Hongoeka is a community in the city of Porirua in New Zealand. It is northwest of Plimmerton and adjacent to Hongoeka Bay. It extends from an urupā (cemetery) boundary at the end of Moana Road, to Haukōpua (commonly known as Big Bay). A residential area is situated in Hongoeka Bay itself and takes up flat land and lower hillsides. It is bordered by bush clad hills and farmland, and looks out over a broad sweep of rugged coastline towards Whitireia and Mana Island, and to the South Island beyond.

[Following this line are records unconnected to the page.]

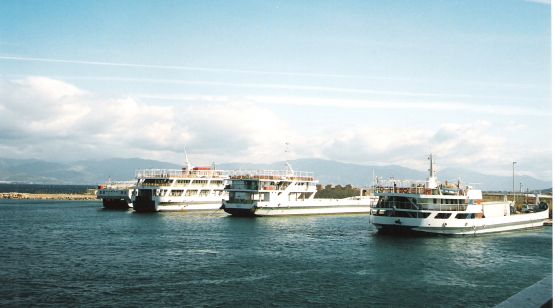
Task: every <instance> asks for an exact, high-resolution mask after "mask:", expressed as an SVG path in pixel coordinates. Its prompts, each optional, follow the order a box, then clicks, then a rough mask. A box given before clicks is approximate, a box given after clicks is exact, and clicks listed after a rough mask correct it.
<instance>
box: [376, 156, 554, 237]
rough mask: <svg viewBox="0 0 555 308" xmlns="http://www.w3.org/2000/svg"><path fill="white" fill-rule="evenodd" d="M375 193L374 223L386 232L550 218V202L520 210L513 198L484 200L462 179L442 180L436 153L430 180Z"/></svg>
mask: <svg viewBox="0 0 555 308" xmlns="http://www.w3.org/2000/svg"><path fill="white" fill-rule="evenodd" d="M375 194H376V195H377V196H379V201H378V203H377V204H376V205H374V206H373V207H372V210H371V213H370V222H371V223H372V224H374V226H376V227H377V228H378V230H379V231H381V232H387V231H411V232H425V233H437V234H450V235H468V234H482V233H490V232H500V231H509V230H517V229H524V228H533V227H540V226H542V225H543V222H544V220H545V219H547V218H548V216H549V210H548V206H547V204H545V203H541V204H538V206H537V207H536V208H535V210H531V211H529V212H528V213H523V214H517V213H516V212H515V211H514V204H513V202H512V201H497V202H483V201H482V191H481V190H479V189H475V188H473V187H471V186H465V185H462V184H461V183H460V182H458V183H447V182H445V183H442V184H439V182H438V180H437V178H436V175H435V171H434V165H433V159H432V156H431V155H430V174H429V177H428V179H427V180H426V181H425V182H417V181H400V180H387V181H380V182H379V183H377V185H376V187H375Z"/></svg>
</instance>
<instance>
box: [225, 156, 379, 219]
mask: <svg viewBox="0 0 555 308" xmlns="http://www.w3.org/2000/svg"><path fill="white" fill-rule="evenodd" d="M230 179H231V185H230V186H229V188H226V190H227V191H228V192H229V200H227V201H224V202H223V209H224V211H226V212H227V213H229V214H231V215H234V216H280V215H308V214H348V213H362V214H368V213H369V212H370V205H371V204H372V203H375V202H376V201H377V199H378V198H377V197H374V196H358V197H351V198H345V199H320V198H314V195H315V194H316V191H317V190H316V184H317V183H318V181H317V180H316V179H314V176H313V175H312V173H309V172H300V171H293V170H292V169H291V166H289V164H288V170H257V171H240V172H238V174H234V175H232V176H231V178H230Z"/></svg>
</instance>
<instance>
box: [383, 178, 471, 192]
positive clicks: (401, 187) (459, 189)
mask: <svg viewBox="0 0 555 308" xmlns="http://www.w3.org/2000/svg"><path fill="white" fill-rule="evenodd" d="M469 188H470V187H469V186H464V185H463V184H462V183H461V182H460V181H459V182H458V183H457V184H454V183H449V182H445V183H439V184H438V186H437V187H436V188H426V181H415V180H395V179H388V180H378V181H377V182H376V184H375V185H374V192H375V193H401V194H402V193H404V194H419V195H464V194H465V193H466V191H467V190H468V189H469Z"/></svg>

Writer Patricia Grace lives in the area.

History 
Hongoeka has likely been occupied by Ngāti Toa since the 1820s (possibly since the battle of Waiorua in 1824, which secured Te Rauparaha's position on Kapiti Island). Hongoeka was considered desirable for cultivation and for the abundance of kai moana (seafood) found on nearby shores. According to the Maori Land Court minutes, Te Rauparaha gave the Hongoeka lands to his older brother Watarauhi Nohorua and his wife Miriama Te Wainokenoke and her relatives of Ngāti Haumia hapu of Ngāti Toa. 

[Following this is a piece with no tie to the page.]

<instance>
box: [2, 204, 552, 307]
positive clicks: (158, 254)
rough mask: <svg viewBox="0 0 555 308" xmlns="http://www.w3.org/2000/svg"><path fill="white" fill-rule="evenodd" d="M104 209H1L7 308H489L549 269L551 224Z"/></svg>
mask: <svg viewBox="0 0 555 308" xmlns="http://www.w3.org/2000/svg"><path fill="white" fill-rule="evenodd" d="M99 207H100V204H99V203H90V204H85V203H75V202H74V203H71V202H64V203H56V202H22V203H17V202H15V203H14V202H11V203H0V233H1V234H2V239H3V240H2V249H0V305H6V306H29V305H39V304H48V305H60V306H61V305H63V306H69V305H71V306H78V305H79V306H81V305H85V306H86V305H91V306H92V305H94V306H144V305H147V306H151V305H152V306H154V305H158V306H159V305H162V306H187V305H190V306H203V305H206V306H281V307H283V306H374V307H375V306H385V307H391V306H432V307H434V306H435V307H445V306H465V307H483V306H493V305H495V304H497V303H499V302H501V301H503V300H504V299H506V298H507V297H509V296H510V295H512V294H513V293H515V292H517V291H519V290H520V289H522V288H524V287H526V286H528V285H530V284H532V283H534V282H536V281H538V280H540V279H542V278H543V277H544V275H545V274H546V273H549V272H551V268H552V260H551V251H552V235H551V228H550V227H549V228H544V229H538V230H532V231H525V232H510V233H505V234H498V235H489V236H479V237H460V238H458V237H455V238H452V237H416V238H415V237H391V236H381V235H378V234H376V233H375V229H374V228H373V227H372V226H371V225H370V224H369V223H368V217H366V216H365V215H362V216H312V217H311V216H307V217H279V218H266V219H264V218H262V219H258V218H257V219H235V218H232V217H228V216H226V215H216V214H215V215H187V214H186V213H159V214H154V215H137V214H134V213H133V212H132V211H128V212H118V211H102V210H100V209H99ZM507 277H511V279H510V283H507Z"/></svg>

The village was visited by missionary Octavius Hadfield in 1839, and by Thomas Bevan in 1844, who wrote that "climbing the long spur from above Plimmerton beneath us on the beach we saw the old-time kaingas (sic) – Hongoeka, Motuhara and Turikawera".

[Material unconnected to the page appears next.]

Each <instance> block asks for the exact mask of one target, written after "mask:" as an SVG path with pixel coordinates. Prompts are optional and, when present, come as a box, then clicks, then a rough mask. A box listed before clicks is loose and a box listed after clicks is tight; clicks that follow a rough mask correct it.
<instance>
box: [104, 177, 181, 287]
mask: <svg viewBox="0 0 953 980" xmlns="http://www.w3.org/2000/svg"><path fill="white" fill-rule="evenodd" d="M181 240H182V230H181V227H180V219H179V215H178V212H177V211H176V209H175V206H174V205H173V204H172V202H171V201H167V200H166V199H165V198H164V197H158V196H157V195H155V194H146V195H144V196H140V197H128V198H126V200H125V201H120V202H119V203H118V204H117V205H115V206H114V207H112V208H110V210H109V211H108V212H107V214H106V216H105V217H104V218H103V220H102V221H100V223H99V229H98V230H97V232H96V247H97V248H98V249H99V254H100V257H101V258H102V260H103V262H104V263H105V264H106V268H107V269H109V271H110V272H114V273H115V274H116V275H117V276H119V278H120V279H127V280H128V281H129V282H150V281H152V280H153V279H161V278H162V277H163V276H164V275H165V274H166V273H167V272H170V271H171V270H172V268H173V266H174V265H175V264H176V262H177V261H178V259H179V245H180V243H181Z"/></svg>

Some Ngāti Toa retreated to Hongoeka after the Wairau Affray. Government Official Clarke reported that on 16 August 1843, Acting Governor Shortland met with Te Rauparaha, Rawiri Puaha and all Ngāti Toa from the Cloudy Bay area at Hongoeka immediately after the incident.

Hongoeka formed part of one of three reserves set aside “for the perpetual benefit of Ngāti Toa” (Porirua Deed 1847) following the Crown’s acquisition of Porirua in 1847.

Hongoeka was gazetted as an official geographic name (locality) on 16 December 2010.

Marae

The suburb features Hongoeka Marae, a meeting place for Ngāti Toa. Its wharenui, Te Heke-mai-raro, opened in 1997.